A Digital Humanities Approach to the Design of Gesture-Driven Interactive Narratives

July 18, 2013, 08:30 | Long Paper, Embassy Regents C


Technologies allowing for gestural input and output have become more prevalent, e.g. the iPhone/iPad, Nintendo Wii and 3DS, and laptops with multi-touch-screen input and accelerometers to measure motion. However, there is a need to develop theory and technology for incorporating gestural technologies into expressive digital humanities systems. Toward addressing this need, we have developed interdisciplinary theory and technology for expressive gestural interfaces. In particular, we produced a platform for building interactive narrative systems that change emotional tone, theme, perspective, and other content elements in response to embodied user input on multi-touch devices. We have also produced scholarship that examines the implications and impacts of these emerging technologies [1] .

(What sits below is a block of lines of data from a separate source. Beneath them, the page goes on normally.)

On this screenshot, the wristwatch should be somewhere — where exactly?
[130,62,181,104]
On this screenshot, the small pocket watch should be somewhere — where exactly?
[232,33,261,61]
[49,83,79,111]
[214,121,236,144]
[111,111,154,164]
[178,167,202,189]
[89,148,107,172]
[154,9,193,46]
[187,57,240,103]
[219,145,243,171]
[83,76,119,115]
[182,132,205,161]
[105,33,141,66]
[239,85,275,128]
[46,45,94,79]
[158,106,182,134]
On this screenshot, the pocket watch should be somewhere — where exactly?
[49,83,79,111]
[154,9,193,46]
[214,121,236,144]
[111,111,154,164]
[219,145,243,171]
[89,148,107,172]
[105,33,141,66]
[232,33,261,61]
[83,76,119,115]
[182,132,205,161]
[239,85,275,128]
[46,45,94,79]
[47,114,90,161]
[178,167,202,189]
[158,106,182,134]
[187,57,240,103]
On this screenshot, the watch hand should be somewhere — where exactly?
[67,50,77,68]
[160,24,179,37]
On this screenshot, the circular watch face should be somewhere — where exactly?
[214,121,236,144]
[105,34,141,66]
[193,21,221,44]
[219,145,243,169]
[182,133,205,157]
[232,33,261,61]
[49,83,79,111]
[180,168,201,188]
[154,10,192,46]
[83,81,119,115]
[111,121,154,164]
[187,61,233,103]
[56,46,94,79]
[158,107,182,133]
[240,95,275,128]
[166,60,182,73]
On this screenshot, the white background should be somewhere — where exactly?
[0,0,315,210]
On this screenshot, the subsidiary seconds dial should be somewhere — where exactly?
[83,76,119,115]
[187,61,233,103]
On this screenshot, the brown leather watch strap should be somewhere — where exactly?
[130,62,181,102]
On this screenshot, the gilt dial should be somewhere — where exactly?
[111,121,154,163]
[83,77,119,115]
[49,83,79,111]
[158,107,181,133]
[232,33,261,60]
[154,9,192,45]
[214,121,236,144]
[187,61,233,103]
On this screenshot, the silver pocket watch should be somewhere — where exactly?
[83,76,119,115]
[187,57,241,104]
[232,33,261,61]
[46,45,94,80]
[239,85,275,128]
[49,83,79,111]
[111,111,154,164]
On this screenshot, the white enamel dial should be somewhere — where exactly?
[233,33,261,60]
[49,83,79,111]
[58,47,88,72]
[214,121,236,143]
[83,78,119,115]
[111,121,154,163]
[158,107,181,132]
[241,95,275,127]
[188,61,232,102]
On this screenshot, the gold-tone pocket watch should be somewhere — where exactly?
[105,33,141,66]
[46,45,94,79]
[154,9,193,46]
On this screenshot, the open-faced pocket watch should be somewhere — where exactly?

The digital humanities include the development of computing technologies to create and better understand subjective expression and narrative, topics usually studied in fields such as literary and cultural studies. Our open-source platform, the GeNIE system, implemented in Objective C, allows authors to create and better understand culturally salient, effective, gesture-driven interactive stories. Three primary outcomes of this project are described below.

Theoretical Framework

Our new models conceptually build upon:

  • Theory and Technology for Interactive Narrative (Harrell, 2007)
  • Studies of human gesture (Ekman & Friesen, 1972; McNeil, 1992)
  • Studies of human-computer gestural input (Wexelblat, 1994)
  • Semiotics (Peirce, 1965)
  • Study of narrative (Goguen, 2001; Labov, 1972)
  • Study of conceptual metaphor (Lakoff & Johnson, 1980; Lakoff & Turner, 1989)
On this basis, we developed our own synthesizing process and framework discussed below.


Our research resulted in:

  • New Theory: We created a taxonomy of relationships between gestures performed by users as input to devices and narrative meanings in digital stories.
  • New Technology: We built an engine for implementing gesture-driven interactive narratives for mobile devices featuring touchscreens and a sample interactive narrative to instantiate and assess our outcomes.

New Theory

Our expansive definition of “gesture” encompasses a range of non-verbal communication types including hand gestures, posture, facial expression, and other forms of embodied meaning expression. When it comes to digital storytelling, there are two meanings of gesture that are likely to be used. These are:

  • Input Gesture: Gesture as a user input mechanism on specific device (such as a user clicking and dragging using a touchscreen)
  • Storyworld Gesture: Gesture as narrative act/expression within a particular media experience (such as a character in a game pointing at another character)
In C.S. Peirce’s classic work in semiotics, he describes multiple types of relationships that representations can have to meanings (Peirce, 1965). One of these types of relationships is termed “indexical.” It describes a function between the representation (representamen) and a meaning (object). The indexical relationship describes a function between these, i.e. how they (often indirectly) relate to one another. For example, “smoke” can be an index for “fire” when the presence of smoke indicates the presence of fire. This is relevant here, because when gestures performed by a user, such as moving a finger up and down (Input Gesture), causes gestures to be performed by a character, such as nodding her head (Storyworld Gesture), then we can say that the two gestures have an indexical relationship to one another.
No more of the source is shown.